Sunday, April 15, 2007

Show Trials In Iran

UPDATE: Check out the new blog covering the Mid East: Outsider On The Inside

With much of its' international critics distracted by the recent hostage situation, as well as their ongoing nuclear adventure, Iran's government has begun repressing the political opposition again.

As part of a wider crackdown, Iran's parliament has also passed laws enabling security organisations - including the Revolutionary Guard, which was responsible for kidnapping the 15 Britons - to detain suspects for months for the purposes of interrogation.

Police are also reportedly planning to tackle more low-level dissent, including standards of public attire. Women who fail to cover their hair fully, or who wear skirts or coats considered immodestly short, are expected to be among the first targets in the next few days.

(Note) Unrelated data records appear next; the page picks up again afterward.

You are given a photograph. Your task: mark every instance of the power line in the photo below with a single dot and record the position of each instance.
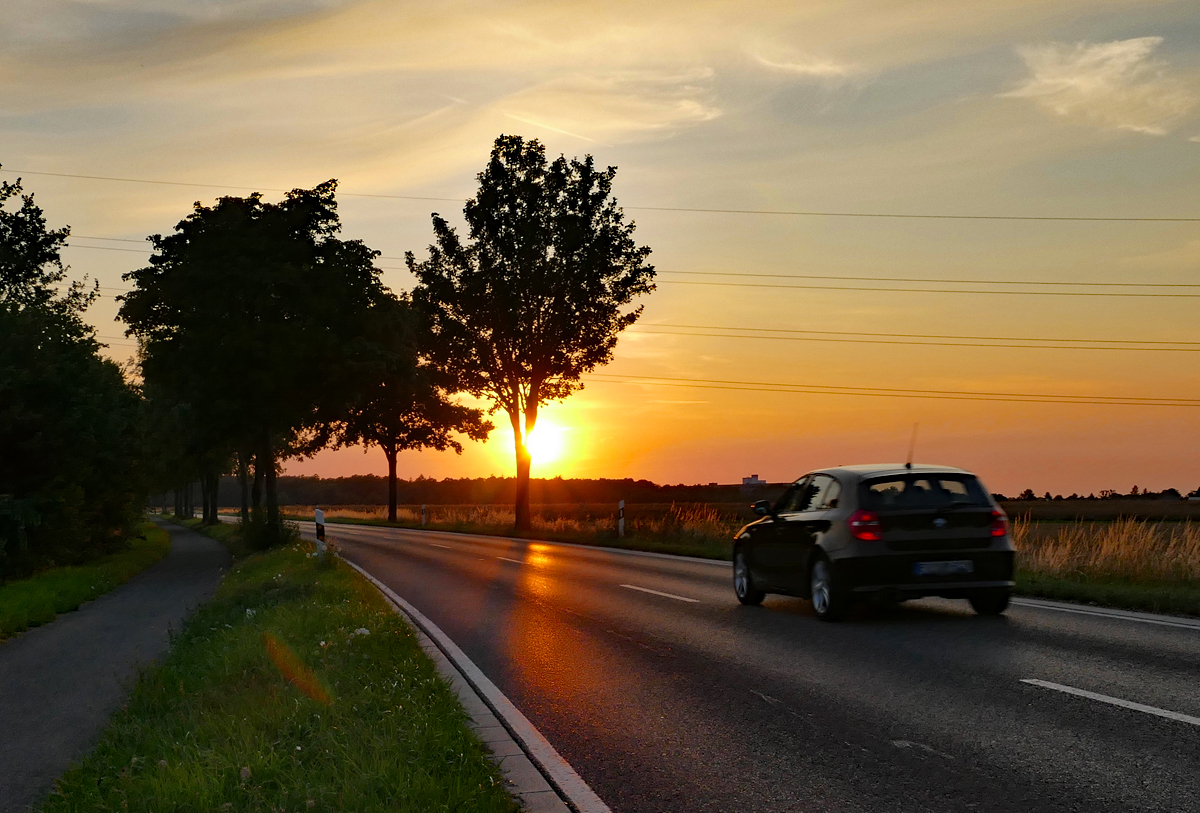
(652, 209)
(973, 282)
(919, 344)
(981, 338)
(927, 290)
(898, 392)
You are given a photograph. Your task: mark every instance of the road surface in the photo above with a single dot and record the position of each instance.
(666, 694)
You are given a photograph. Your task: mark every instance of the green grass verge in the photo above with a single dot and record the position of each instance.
(1155, 597)
(35, 601)
(683, 544)
(221, 727)
(1179, 598)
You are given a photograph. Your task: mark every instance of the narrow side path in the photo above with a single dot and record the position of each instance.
(60, 682)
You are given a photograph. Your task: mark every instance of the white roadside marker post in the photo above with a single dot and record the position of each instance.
(319, 516)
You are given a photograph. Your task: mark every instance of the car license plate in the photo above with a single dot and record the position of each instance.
(957, 567)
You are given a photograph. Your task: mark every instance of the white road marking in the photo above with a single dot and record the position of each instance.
(1115, 700)
(1120, 615)
(659, 592)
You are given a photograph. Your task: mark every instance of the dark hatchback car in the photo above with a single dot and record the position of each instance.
(885, 533)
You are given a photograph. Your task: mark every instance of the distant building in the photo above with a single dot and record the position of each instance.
(751, 482)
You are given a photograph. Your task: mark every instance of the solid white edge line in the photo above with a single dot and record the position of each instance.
(556, 769)
(659, 592)
(1114, 700)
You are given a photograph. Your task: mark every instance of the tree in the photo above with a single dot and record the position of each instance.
(535, 297)
(401, 402)
(251, 313)
(69, 471)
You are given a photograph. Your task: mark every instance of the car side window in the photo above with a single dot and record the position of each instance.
(796, 498)
(828, 495)
(822, 489)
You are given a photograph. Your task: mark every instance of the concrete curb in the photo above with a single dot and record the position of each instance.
(537, 774)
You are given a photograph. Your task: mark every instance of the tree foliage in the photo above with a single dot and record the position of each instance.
(538, 294)
(402, 402)
(251, 314)
(70, 481)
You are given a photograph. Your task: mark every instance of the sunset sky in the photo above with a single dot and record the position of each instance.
(1050, 109)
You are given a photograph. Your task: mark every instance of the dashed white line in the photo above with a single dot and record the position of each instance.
(1114, 700)
(659, 592)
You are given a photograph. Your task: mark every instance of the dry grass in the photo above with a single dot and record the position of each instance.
(1126, 549)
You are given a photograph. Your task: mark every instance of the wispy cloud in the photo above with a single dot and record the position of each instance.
(817, 68)
(1113, 84)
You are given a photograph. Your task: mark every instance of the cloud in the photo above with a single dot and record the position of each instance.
(816, 68)
(1111, 84)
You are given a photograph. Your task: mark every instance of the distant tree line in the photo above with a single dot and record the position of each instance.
(1135, 493)
(372, 489)
(263, 335)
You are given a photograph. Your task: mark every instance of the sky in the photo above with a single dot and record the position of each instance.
(1015, 109)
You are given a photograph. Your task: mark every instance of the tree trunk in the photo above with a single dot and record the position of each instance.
(256, 492)
(244, 482)
(390, 452)
(273, 504)
(525, 518)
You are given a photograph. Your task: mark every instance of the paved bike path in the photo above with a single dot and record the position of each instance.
(59, 682)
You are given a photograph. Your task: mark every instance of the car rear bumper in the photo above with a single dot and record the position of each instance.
(895, 573)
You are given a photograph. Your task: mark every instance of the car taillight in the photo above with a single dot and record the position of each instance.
(865, 525)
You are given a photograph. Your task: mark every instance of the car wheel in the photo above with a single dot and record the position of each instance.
(990, 602)
(743, 583)
(828, 601)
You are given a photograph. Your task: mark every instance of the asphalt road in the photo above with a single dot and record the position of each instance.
(59, 682)
(689, 702)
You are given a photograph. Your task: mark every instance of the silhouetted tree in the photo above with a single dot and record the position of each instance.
(401, 402)
(69, 470)
(535, 297)
(251, 313)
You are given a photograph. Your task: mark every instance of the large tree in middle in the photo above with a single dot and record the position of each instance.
(538, 295)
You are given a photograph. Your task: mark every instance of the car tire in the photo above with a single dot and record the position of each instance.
(829, 601)
(743, 583)
(990, 602)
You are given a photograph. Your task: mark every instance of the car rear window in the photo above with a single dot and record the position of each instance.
(923, 491)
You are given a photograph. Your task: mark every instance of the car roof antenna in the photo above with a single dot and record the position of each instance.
(912, 445)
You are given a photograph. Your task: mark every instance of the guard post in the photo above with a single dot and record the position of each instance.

Some western diplomats are sceptical about the credentials of the reformists, regarding them as only slightly more moderate than Ahmadinejad's hardliners, though they enjoyed more freedom under the previous presidency of Mohammad Khatami, who held the post from 1997 to 2005.

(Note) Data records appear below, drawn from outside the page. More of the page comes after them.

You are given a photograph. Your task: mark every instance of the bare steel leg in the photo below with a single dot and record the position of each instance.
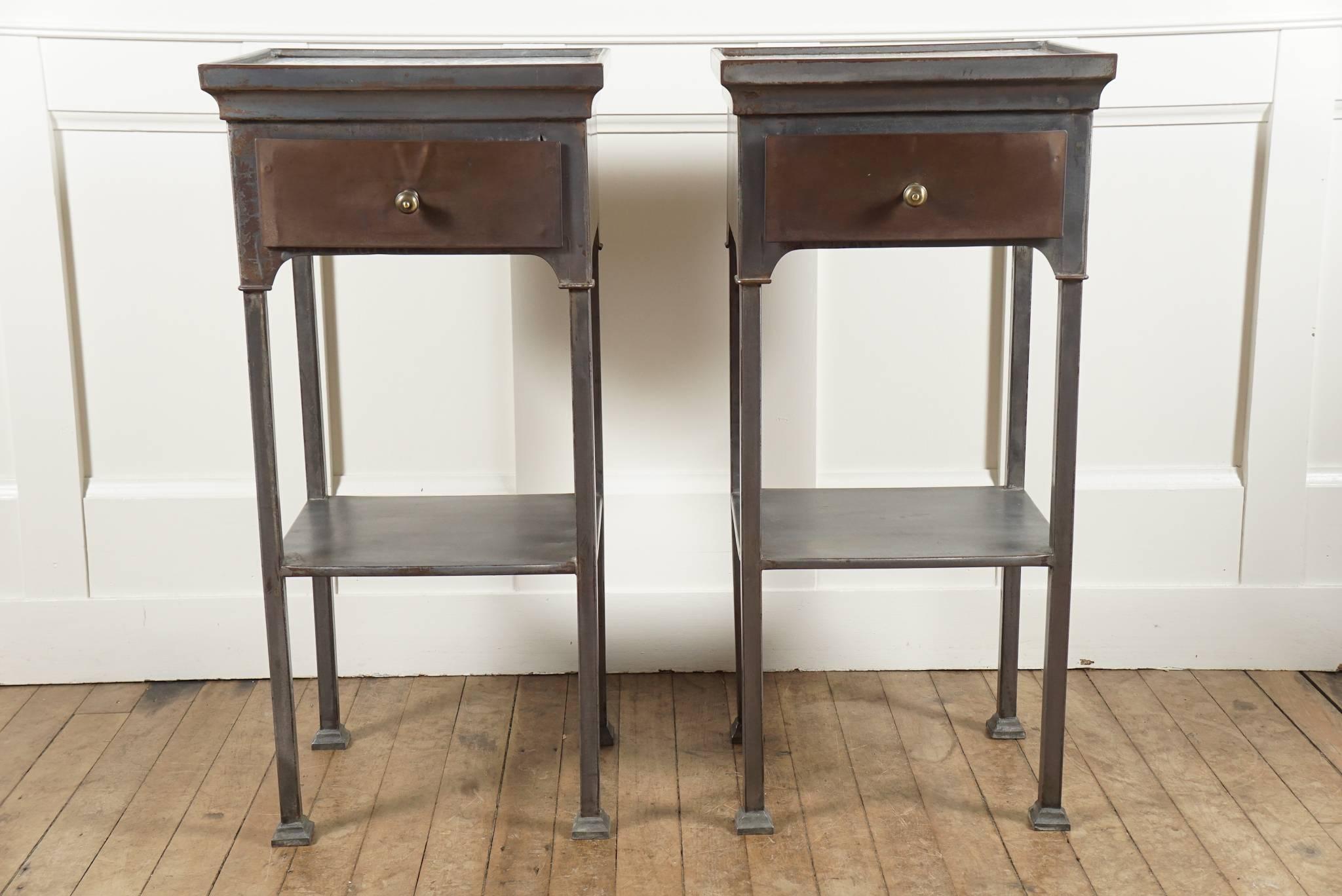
(294, 828)
(1047, 813)
(607, 733)
(1005, 724)
(753, 819)
(591, 821)
(735, 353)
(332, 734)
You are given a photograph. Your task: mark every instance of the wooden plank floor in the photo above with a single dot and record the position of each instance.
(881, 782)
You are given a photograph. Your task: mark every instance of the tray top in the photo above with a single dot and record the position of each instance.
(946, 77)
(455, 69)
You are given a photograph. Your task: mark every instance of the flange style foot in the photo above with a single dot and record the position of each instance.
(1005, 729)
(756, 821)
(592, 827)
(1048, 819)
(293, 833)
(334, 738)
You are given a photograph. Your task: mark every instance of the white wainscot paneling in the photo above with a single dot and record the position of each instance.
(881, 368)
(170, 508)
(421, 375)
(1170, 246)
(1324, 551)
(11, 574)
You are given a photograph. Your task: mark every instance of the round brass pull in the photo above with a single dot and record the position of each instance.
(407, 202)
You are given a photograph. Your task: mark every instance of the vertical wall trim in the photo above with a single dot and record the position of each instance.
(1284, 307)
(35, 324)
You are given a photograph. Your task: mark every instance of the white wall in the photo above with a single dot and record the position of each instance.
(1210, 515)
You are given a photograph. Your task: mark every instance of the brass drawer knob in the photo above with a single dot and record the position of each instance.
(407, 202)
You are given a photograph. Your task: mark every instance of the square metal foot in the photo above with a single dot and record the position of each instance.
(1005, 729)
(1048, 819)
(757, 821)
(334, 738)
(293, 833)
(592, 827)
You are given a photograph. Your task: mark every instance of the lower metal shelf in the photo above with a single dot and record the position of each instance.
(901, 527)
(434, 536)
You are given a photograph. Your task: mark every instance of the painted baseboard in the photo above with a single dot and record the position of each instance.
(532, 632)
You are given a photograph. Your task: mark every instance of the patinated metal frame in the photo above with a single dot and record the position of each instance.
(281, 94)
(892, 90)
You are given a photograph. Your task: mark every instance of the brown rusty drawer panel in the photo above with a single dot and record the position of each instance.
(850, 188)
(472, 193)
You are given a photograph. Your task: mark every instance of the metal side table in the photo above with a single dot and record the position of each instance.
(344, 152)
(973, 144)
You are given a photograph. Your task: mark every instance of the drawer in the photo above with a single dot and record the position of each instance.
(849, 188)
(472, 193)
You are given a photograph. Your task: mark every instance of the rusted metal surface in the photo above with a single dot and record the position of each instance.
(349, 152)
(850, 187)
(471, 193)
(910, 145)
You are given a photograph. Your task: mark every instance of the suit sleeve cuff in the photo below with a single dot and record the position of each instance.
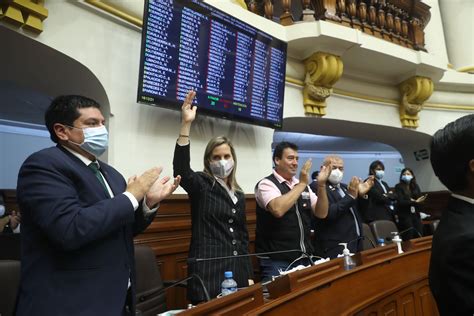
(146, 210)
(132, 199)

According to some in the Iranian opposition, reformists are being given court sentences in order to disqualify them from running for parliament, with many predicting a pattern of show trials:

"They want to have a sword above our head and the rest is excuses," he said. "The main issue here is that in the coming year we have the parliamentary elections. Because rejecting reformist candidates in the previous election created problems for the judiciary, they are taking a different route this time."

Rather than risk further international criticism for an overt clampdown on opponents, he said the government was using the courts to neuter them.

"What they want to do is to put the reformists in court now, and sentence them for any reason. If they have a court record, they will automatically be barred from standing for election," he said.

"The hardliners desperately want to see the back of the reformists and have proved that they are willing to use any kind of tactic to achieve their goal."

Amir Taheri, an exiled Iranian journalist based in Europe, said the regime was preparing show trials for scores of dissidents.

"It seems to be setting the stage for show trials that recall the worst days of Stalinism in the Soviet Union," he said.